Kenangan tentang sebuah pagi yang mendung di pertengahan januari itu rasanya belum hilang dari ingatan. Hari dimana saya harus mengakhiri kegiatan di Misool Selatan ini. “Raja Ampat Volunteering” begitulah kami menamai kegiatan itu.
Teman, sahabat dan saudara baru yang saya dapatkan di Misool ini harus segera saya tinggalkan. Sedih, haru dan entah perasaan apalah itu namanya yang saya rasakan. Dua bulan bukanlah waktu yang lama, tapi tidak bisa di bilang singkat juga. Sudah banyak sekali kenangan yang terukir disana dalam masa dua bulan itu. Satu bagian yang selalu saya benci dari sebuah perjalanan adalah ketika harus berpisah dengan orang-orang baik yang sudah membantu kita dalam perjalan.
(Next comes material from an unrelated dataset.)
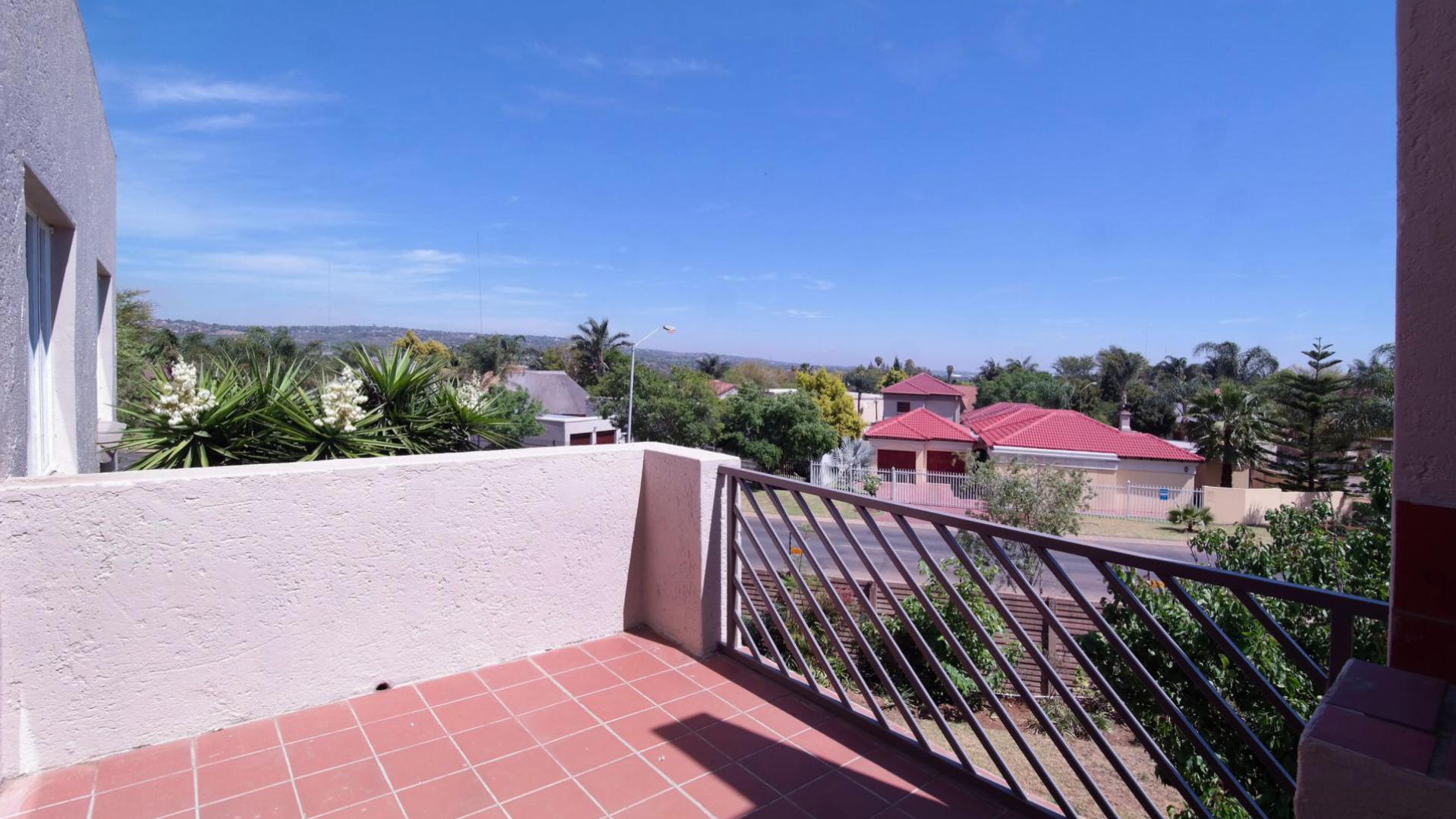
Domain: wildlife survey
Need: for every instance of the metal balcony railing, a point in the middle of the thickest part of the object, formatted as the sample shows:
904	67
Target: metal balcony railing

Dalam kegiatan ini, aku dan Sefiin, rekan saya berkegiatan di misool ini mengabdi selama dua bulan di pulau indah namun susah akses ini. Seperti kita tahu, Misool adalah salah satu pulau besar di kabupaten Raja Ampat. sebuah kabupaten yang beribukota di Waisai. Raja Ampat sendiri sekarang sedang menuai buah manis dari keindahan alamnya.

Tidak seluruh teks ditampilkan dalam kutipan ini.